There are so many strands of history, politics, identity and human rights tied up in the story at the center of the necessary documentary “Call Her Ganda” that the movie’s languid tone can be strangely misleading. PJ Raval’s movie examines the disturbing case of trans Filipina Jennifer Laude, who in 2014 was killed and left with her head in a motel room toilet after being picked up by a 19-year-old U.S. Marine named Joseph Pemberton on “liberty leave” from his ship.
A maelstrom of maneuvering followed that found Laude’s grief-stricken mother and dedicated activist attorneys butting up against a defense for Pemberton that exploited the imperial power America has always wielded over the Philippines’ sense of autonomy.
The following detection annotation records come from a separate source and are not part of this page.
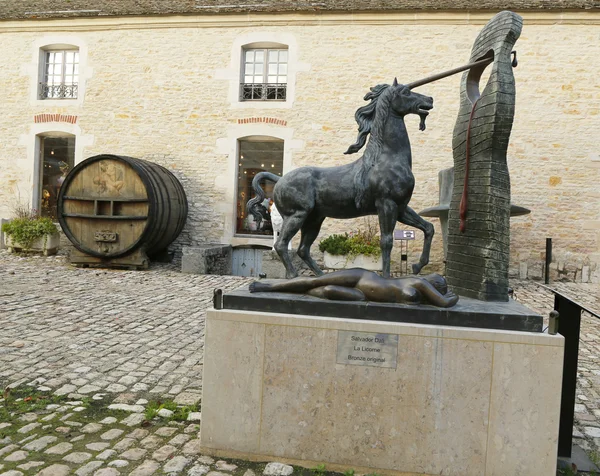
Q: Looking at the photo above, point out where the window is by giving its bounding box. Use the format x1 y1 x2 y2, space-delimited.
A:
39 49 79 99
39 136 75 219
236 137 283 236
240 48 288 101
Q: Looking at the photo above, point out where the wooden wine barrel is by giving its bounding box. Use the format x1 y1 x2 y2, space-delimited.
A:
58 154 188 267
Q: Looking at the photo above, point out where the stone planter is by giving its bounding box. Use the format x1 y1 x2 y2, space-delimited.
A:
4 233 60 256
323 251 383 271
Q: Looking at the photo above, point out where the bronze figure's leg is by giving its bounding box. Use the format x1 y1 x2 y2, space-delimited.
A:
377 200 398 278
249 268 371 293
306 284 366 301
298 217 325 276
275 212 306 279
414 279 458 307
398 206 434 274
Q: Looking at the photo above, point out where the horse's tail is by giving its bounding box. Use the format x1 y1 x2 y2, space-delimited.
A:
246 172 281 222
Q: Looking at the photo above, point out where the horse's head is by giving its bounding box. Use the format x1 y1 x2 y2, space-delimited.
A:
390 78 433 131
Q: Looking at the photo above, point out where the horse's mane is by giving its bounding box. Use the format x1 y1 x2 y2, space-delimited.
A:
344 84 391 208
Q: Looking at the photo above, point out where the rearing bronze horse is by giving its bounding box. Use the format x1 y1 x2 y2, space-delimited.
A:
247 79 434 278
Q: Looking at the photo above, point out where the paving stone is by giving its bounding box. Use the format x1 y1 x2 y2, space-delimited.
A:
36 464 71 476
100 428 125 440
169 433 192 446
121 413 146 426
79 423 104 433
108 403 145 413
188 412 202 421
187 464 210 476
42 412 58 421
94 468 121 476
129 460 160 476
121 448 147 461
152 445 177 461
163 456 191 474
206 471 231 476
173 392 202 405
183 439 203 456
19 433 38 445
96 450 117 461
113 438 136 453
183 423 200 433
127 428 149 440
77 384 100 395
157 408 174 418
0 445 19 456
262 463 294 476
75 461 104 476
140 435 163 450
19 413 39 423
17 423 42 435
104 383 127 393
4 450 29 462
23 436 58 451
215 460 238 476
63 451 92 464
63 420 83 428
54 384 77 396
17 461 46 471
85 442 110 451
44 441 73 455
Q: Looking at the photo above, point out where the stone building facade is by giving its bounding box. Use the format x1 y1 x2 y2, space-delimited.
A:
0 0 600 282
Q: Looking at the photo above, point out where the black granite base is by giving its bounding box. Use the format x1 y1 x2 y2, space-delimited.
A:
223 289 543 332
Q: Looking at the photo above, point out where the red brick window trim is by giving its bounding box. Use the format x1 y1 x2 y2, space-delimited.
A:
33 114 77 124
238 117 287 126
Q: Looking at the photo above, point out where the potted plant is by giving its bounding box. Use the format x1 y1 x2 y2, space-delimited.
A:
2 210 60 256
319 221 383 271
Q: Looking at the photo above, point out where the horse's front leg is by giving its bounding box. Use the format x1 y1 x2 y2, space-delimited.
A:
377 200 398 278
398 207 434 274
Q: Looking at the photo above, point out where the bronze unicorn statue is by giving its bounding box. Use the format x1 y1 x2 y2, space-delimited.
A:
247 79 434 278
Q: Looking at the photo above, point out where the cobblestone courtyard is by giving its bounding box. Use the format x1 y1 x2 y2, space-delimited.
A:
0 250 600 476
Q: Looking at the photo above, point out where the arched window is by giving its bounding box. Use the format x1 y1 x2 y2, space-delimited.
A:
38 45 79 99
34 132 75 219
235 136 284 236
240 43 288 101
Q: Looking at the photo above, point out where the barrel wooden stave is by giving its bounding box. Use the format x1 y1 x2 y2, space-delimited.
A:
58 155 188 258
Laude’s status as a transwoman also gave international prominence to the terrible violence suffered by a community long deemed unworthy of receiving justice for crimes committed against them.
This multi-faceted case becomes something of an explanatory jumble in Raval’s telling, however, between the overused cinematographic ambience (initially evocative, it turns repetitive), some narrative confusion over legal entanglements and personal backgrounds, and a reliance on Philippines-born, U.S.-based trans journalist Meredith Talusan as an on-screen guide that too often feels underexplored as an identity prism through which to view this tragic case. Even with its stumbling nature, though, “Call Her Ganda” is still a valiant effort to fuse inquiry, testimony, heart and protest in dealing with its complex intertwining of facts and issues.